Question 39.62: (a) What is the wavelength of light for the least energetic ......
(a) What is the wavelength of light for the least energetic photon emitted in the Balmer series of the hydrogen atom spectrum lines? (b) What is the wavelength of the series limit?
(a) The “home-base” energy level for the Balmer series is n = 2. Thus the transition with the least energetic photon is the one from the n = 3 level to the n = 2 level. The energy difference for this transition is
\Delta E=E_3-E_2=- (13.6 \,eV )\left(\frac{1}{3^2}-\frac{1}{2^2}\right)=1.889 \,eV .

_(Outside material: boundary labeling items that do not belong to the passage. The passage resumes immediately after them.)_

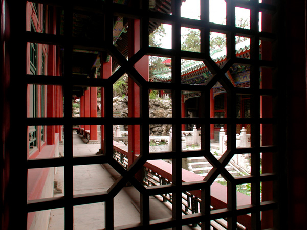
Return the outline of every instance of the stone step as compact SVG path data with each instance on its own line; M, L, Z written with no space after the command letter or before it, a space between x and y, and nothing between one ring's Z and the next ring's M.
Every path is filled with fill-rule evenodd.
M210 167L212 166L208 162L192 162L191 163L191 166L193 169L196 169L198 168L204 168L204 167Z
M221 156L214 156L215 158L217 159L220 159ZM189 161L192 164L194 162L207 162L207 160L203 156L201 156L199 157L191 157L189 158Z
M203 173L208 173L212 168L212 167L200 167L200 168L195 168L193 169L193 172L196 174L203 174ZM225 167L225 169L227 171L233 171L234 170L234 168L232 166L230 166L229 165L227 165Z
M240 176L240 173L236 171L229 171L229 173L233 177ZM207 176L208 175L208 173L199 173L198 175L205 177L206 176ZM223 178L223 177L221 175L218 175L217 178Z

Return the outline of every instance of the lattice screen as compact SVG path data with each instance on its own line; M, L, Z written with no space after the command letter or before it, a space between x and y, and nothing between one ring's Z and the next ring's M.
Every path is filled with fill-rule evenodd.
M264 68L271 70L275 67L274 56L275 46L271 42L276 39L274 25L269 29L262 28L259 31L259 12L264 12L262 20L271 25L271 17L276 14L276 6L259 3L258 0L227 1L227 16L226 24L220 25L209 22L209 1L201 1L200 20L184 18L180 17L181 1L164 1L169 4L171 14L169 12L155 12L150 10L148 1L142 1L141 4L133 6L114 3L112 1L37 1L50 6L55 6L62 10L63 21L62 32L56 35L40 34L33 32L26 33L27 42L38 43L58 45L64 50L62 60L64 63L62 76L38 76L28 75L27 84L62 85L63 90L64 116L62 118L27 118L27 126L64 125L64 156L62 158L29 160L26 163L27 169L37 168L64 167L65 187L64 196L61 198L50 198L35 200L28 202L27 212L38 211L46 209L64 208L65 228L73 229L74 206L95 202L104 202L105 227L113 229L114 198L128 182L135 187L140 193L141 218L138 226L133 229L163 229L176 228L181 229L182 226L199 223L202 229L210 229L211 220L224 218L227 221L228 229L236 229L239 219L246 216L249 216L249 226L253 229L260 229L261 214L263 211L275 210L277 203L273 198L264 196L270 193L272 186L266 186L266 181L272 183L276 179L275 169L267 169L264 166L267 164L269 169L272 168L270 162L271 153L277 151L273 145L276 134L275 126L277 120L273 115L260 117L260 110L266 106L262 97L277 98L275 90L276 78L274 72L264 71ZM137 1L135 1L136 2ZM159 1L156 1L157 4ZM163 2L163 1L162 1ZM239 7L250 10L250 28L236 27L235 7ZM93 13L104 15L104 28L102 28L102 36L91 40L86 38L79 39L72 36L73 15L78 12L93 12ZM122 16L125 18L139 19L140 21L140 49L129 57L127 60L113 45L114 16ZM166 49L148 45L149 21L165 23L172 25L172 48ZM21 21L22 22L22 20ZM59 24L58 24L59 25ZM191 52L181 50L181 29L182 27L200 30L200 52ZM267 28L268 27L266 27ZM130 28L128 28L128 30ZM210 57L209 38L210 32L226 35L226 60L222 65L218 66ZM23 32L24 33L24 32ZM129 31L128 32L129 33ZM250 39L250 56L245 58L236 56L236 36L244 37ZM262 42L262 43L261 43ZM262 44L260 46L259 44ZM261 48L260 48L261 47ZM264 48L267 49L264 51ZM120 68L107 79L74 78L72 75L73 49L79 49L91 51L105 52L119 64ZM129 49L129 48L128 48ZM262 49L262 52L260 50ZM171 58L172 79L169 83L154 82L146 81L134 67L134 65L144 55L150 55ZM269 57L268 59L266 59ZM197 60L203 62L212 74L211 77L202 84L186 84L181 80L182 59ZM250 87L235 87L225 73L234 65L249 66L250 69ZM124 73L127 73L140 89L139 96L140 115L138 118L117 118L113 117L112 105L113 86ZM269 82L269 83L267 83ZM210 90L218 82L227 92L227 117L214 118L210 115ZM104 94L102 106L104 108L104 116L101 118L72 118L71 98L73 88L77 86L99 87L103 88ZM167 118L149 117L148 98L149 90L163 89L171 92L172 117ZM182 114L182 95L183 91L194 91L200 93L199 116L196 118L183 118ZM247 95L250 97L250 118L237 118L237 95ZM23 107L25 108L25 106ZM275 115L276 108L273 107L272 114ZM183 115L183 116L182 116ZM73 126L77 124L84 125L101 125L104 126L105 145L102 154L94 156L78 157L73 156ZM155 124L170 124L172 130L172 149L171 152L159 154L149 153L148 140L149 139L149 125ZM197 124L201 129L201 149L190 151L182 150L182 125ZM210 149L210 133L211 125L224 124L227 126L227 150L219 160L217 159ZM113 158L113 125L125 124L140 126L140 156L127 170L124 169ZM250 124L251 147L236 147L236 134L237 124ZM272 142L264 141L266 132L270 125L273 137ZM23 132L23 133L25 133ZM262 139L261 137L262 137ZM271 146L268 146L270 145ZM28 147L27 147L28 148ZM25 148L21 152L25 153ZM23 154L24 154L23 153ZM235 156L242 154L250 154L251 156L251 172L250 175L234 178L226 169L225 167ZM182 182L182 159L187 157L204 156L213 166L213 168L203 180L194 182ZM266 163L266 159L269 158ZM144 164L148 160L160 159L171 159L171 183L146 187L137 179L136 174L143 170ZM262 160L262 168L260 168ZM73 177L74 166L93 164L108 163L115 169L121 177L106 192L87 194L82 196L73 195ZM273 168L275 169L275 168ZM262 170L262 172L260 170ZM212 210L211 205L211 189L210 187L217 176L221 175L227 181L227 206L225 208ZM24 178L24 179L26 178ZM237 186L250 183L251 187L251 203L245 206L237 204ZM24 185L25 183L23 183ZM262 184L262 200L261 185ZM271 189L268 189L271 186ZM25 190L22 190L24 191ZM183 215L182 210L182 193L199 191L201 194L199 198L200 211L194 214ZM172 202L172 218L150 220L149 197L154 195L171 194ZM266 197L264 199L264 197ZM262 200L262 202L261 201ZM26 213L25 214L26 215ZM270 215L269 213L268 215ZM270 220L269 221L270 222ZM119 227L125 229L130 227Z

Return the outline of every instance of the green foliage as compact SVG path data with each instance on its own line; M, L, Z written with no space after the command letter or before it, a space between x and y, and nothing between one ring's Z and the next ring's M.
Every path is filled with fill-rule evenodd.
M122 76L113 84L113 97L124 97L128 95L128 75Z
M185 41L181 44L181 50L194 52L201 52L201 31L189 30L189 33L186 35Z
M152 33L149 34L149 44L150 47L161 47L162 38L166 34L163 24L161 24Z
M243 193L244 194L247 195L248 196L251 195L251 184L247 183L244 185L237 185L237 191Z
M149 98L150 99L156 99L158 97L158 91L152 90L149 93Z
M221 34L221 36L213 37L211 36L212 33L210 32L210 50L213 51L216 49L223 49L226 46L226 35Z
M152 33L149 34L149 44L150 47L161 47L162 38L166 34L163 24L161 24ZM162 60L159 57L152 56L149 56L149 78L151 79L153 76L153 72L155 70L165 67L162 63Z

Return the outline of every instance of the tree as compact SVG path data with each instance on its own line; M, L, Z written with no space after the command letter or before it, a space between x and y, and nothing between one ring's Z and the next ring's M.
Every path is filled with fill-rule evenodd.
M163 24L157 28L152 33L149 34L149 44L150 47L161 47L161 43L162 38L166 34ZM149 78L151 79L153 72L155 70L164 67L162 60L159 57L149 56Z
M124 74L113 84L113 97L128 95L128 75Z
M243 29L249 29L250 24L247 19L239 19L236 25L237 27ZM201 32L199 30L190 29L188 30L188 33L183 36L185 38L181 44L181 50L187 51L200 52ZM213 34L215 34L214 36ZM210 50L213 51L216 49L224 49L226 47L226 35L210 32ZM248 39L245 37L236 36L235 43L238 44Z
M212 36L210 33L210 50L212 51L216 49L223 49L226 46L226 35L221 34L220 36Z
M163 24L161 24L158 28L149 34L149 43L150 47L161 47L162 38L166 34Z
M181 44L181 50L194 52L201 52L201 31L188 30L189 33L184 35L185 41Z

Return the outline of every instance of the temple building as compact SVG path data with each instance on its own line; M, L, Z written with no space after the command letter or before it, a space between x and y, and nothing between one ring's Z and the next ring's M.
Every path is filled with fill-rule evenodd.
M189 1L1 1L1 229L75 229L80 216L107 230L305 228L305 1L222 1L218 24L212 1L181 16ZM161 24L169 49L149 45ZM182 50L184 27L199 30L200 52ZM152 92L171 105L161 116ZM230 173L234 159L247 173ZM93 166L109 173L82 180Z

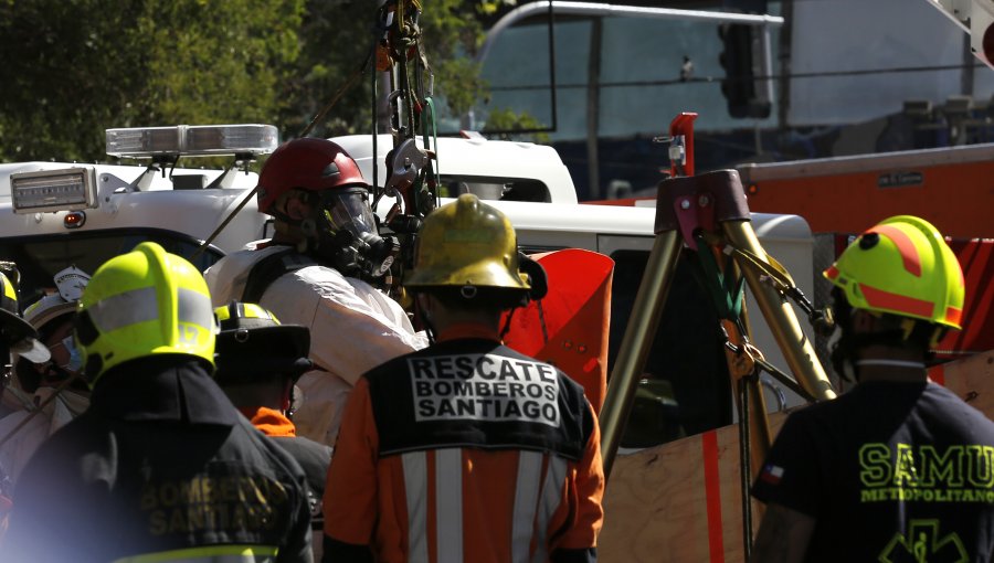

Using hc = 1240 eV · nm, the corresponding wavelength is
\lambda=\frac{h c}{\Delta E}=\frac{1240 \, eV \cdot nm }{1.889 \, eV }=658 \,nm .
(b) For the series limit, the energy difference is
\Delta E=E_{\infty}-E_2=- ( 13.6\, eV) \left(\frac{1}{\infty^2}-\frac{1}{2^2}\right)=3.40 \,eV .
The corresponding wavelength is then \lambda=\frac{h c}{\Delta E}=\frac{1240 \,eV \cdot nm }{3.40\, eV }=366 \,nm .